Intervenors appealed, arguing that the trial court erred in both its sub silentio adverse ruling on the standing argument and its ruling on the merits.   The standing argument, as formulated, does not provide a satisfactory basis for our decision.   It turns in large part on the issue of “representational standing.”   Any favorable decision by us on that argument would, at most, result in further proceedings in the trial court, in which plaintiff's members could simply be substituted as parties.   See ORCP 26 A.

 In our view, whether it is perceived as a matter of standing or a basis for denying relief on the merits, the better basis for our disposition inheres in ORS 545.091.   That statute provides:

 “The boundaries of a district may for administrative convenience encompass lands that are not subject to the charges and assessments of the district, without regard to whether the lands are susceptible to irrigation.   An owner whose land is within the boundaries of a district but is not subject to the charges and assessments of the district does not have the rights or duties of an elector or owner of land under this chapter.”
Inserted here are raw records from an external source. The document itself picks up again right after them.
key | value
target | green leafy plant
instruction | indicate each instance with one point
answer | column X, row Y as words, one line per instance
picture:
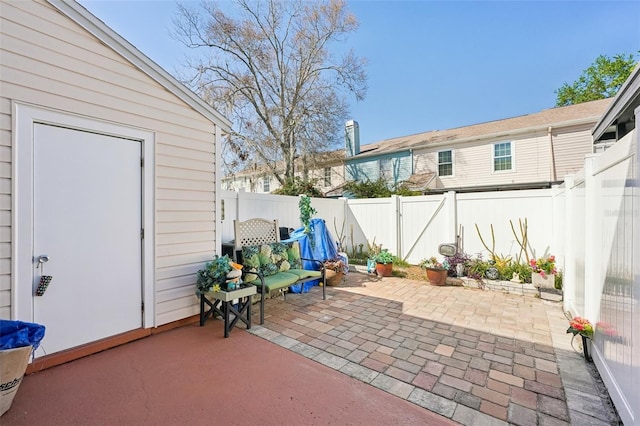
column 580, row 326
column 383, row 257
column 455, row 260
column 544, row 265
column 433, row 263
column 297, row 186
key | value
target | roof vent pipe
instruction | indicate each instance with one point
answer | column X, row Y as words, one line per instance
column 352, row 138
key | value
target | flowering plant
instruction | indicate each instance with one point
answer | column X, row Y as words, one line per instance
column 432, row 263
column 544, row 266
column 580, row 326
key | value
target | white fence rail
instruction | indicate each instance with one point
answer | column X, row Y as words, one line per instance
column 412, row 228
column 602, row 273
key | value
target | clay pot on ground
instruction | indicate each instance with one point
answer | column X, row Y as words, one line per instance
column 437, row 276
column 384, row 269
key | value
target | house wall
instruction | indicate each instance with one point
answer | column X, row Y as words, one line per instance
column 570, row 145
column 473, row 161
column 49, row 61
column 255, row 183
column 368, row 168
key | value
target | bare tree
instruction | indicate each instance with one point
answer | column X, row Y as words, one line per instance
column 269, row 67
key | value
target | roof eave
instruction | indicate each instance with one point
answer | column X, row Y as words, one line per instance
column 99, row 29
column 479, row 138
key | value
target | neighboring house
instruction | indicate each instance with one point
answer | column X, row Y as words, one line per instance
column 106, row 170
column 529, row 151
column 327, row 171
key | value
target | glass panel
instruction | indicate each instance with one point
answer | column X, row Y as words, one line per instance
column 502, row 156
column 444, row 157
column 445, row 170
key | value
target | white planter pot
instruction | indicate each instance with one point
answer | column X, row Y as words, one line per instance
column 538, row 281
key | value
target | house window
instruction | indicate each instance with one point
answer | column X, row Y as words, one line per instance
column 502, row 156
column 327, row 176
column 445, row 163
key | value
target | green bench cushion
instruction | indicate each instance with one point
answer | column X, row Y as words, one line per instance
column 305, row 273
column 270, row 259
column 277, row 281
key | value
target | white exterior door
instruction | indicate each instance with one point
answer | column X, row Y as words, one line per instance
column 87, row 218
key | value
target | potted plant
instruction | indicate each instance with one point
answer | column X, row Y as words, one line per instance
column 384, row 263
column 543, row 271
column 583, row 328
column 436, row 270
column 220, row 274
column 335, row 269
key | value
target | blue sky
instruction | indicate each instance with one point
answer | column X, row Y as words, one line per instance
column 438, row 64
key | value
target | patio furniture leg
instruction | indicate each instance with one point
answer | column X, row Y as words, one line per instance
column 225, row 308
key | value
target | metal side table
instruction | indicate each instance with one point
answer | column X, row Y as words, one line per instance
column 222, row 305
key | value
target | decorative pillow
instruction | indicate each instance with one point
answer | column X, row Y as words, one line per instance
column 269, row 259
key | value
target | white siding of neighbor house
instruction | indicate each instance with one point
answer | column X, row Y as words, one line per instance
column 49, row 61
column 531, row 159
column 570, row 145
column 254, row 183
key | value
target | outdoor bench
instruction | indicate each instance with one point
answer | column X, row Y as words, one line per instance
column 274, row 267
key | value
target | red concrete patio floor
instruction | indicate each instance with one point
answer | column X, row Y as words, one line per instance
column 377, row 351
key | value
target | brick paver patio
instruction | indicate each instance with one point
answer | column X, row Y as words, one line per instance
column 474, row 356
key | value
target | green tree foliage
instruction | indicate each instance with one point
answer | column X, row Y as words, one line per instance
column 601, row 80
column 299, row 186
column 377, row 189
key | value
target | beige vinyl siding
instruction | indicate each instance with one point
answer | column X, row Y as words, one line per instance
column 6, row 154
column 48, row 60
column 570, row 145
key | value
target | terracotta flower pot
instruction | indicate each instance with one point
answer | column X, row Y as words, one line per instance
column 437, row 276
column 384, row 269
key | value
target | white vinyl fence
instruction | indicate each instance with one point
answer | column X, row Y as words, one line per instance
column 602, row 267
column 412, row 228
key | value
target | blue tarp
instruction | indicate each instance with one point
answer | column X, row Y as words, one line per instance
column 16, row 334
column 317, row 245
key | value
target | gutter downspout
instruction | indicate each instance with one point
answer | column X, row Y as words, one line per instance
column 552, row 172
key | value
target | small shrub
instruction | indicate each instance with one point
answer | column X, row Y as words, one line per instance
column 455, row 260
column 477, row 268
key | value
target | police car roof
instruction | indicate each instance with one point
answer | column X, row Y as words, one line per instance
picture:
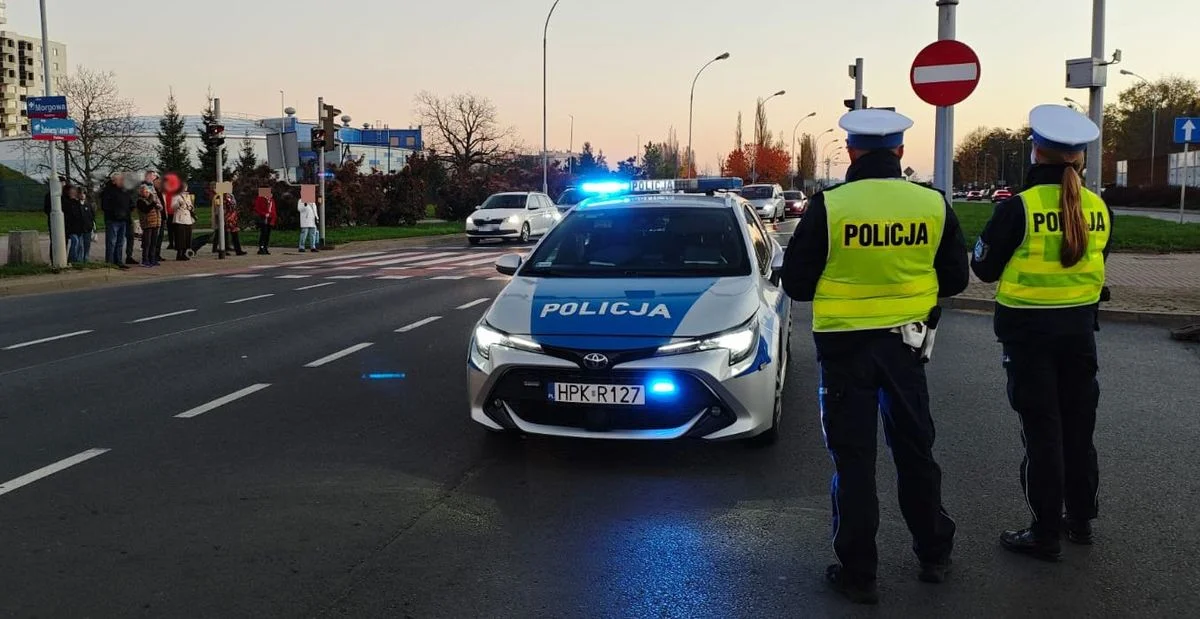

Under the facts of the case, the governing body's orders did not violate any requirements about which plaintiff or its members are entitled to complain in light of ORS 545.091.   Assuming that their property is or arguably should be included within the boundaries of the proposed district, neither plaintiff nor any of its members about whom the record contains information is subject to the district's contemplated charges or assessments.   Hence, they had no right to withhold consent to the formation of the district and thereby compel an election.   Because all of the landowners whose land is subject to the district's charges and assessments petitioned to form the district, the governing body correctly ordered the formation of the district without an election.3

Reversed and remanded with instructions to quash the writ.


1.   We refer to the parties by their designations in the trial court.

2.   The governing body also entered an amended order, and amended pleadings were concomitantly filed in this action.   It is not necessary to our discussion to set forth the details of those procedures.

3.   A governing body can modify the boundaries of a proposed district, but the modifications cannot exclude “any territory within the boundaries of the district proposed by petitioners that is susceptible to irrigation by the same system of works applicable to other lands in the proposed district.”   ORS 545.029(1)(b).   In this case, no one sought a modification that would meet that standard.   In addition, landowners whose lands are not included among those that will be subject to the district's charges and assessments can petition the governing body to have their lands included in the district.   However, if they make such a request, it carries with it an agreement to be subject to the district's charges and assessments.   See ORS 545.029(1)(c), (3).   The addition of land on that basis has no bearing on whether an election is held to form the district.   See id.   If, as here, all landowners whose land will be subject to the charges and assessments of the proposed district have petitioned to form the district, then the governing body must enter an order forming the district without conducting an election on its formation.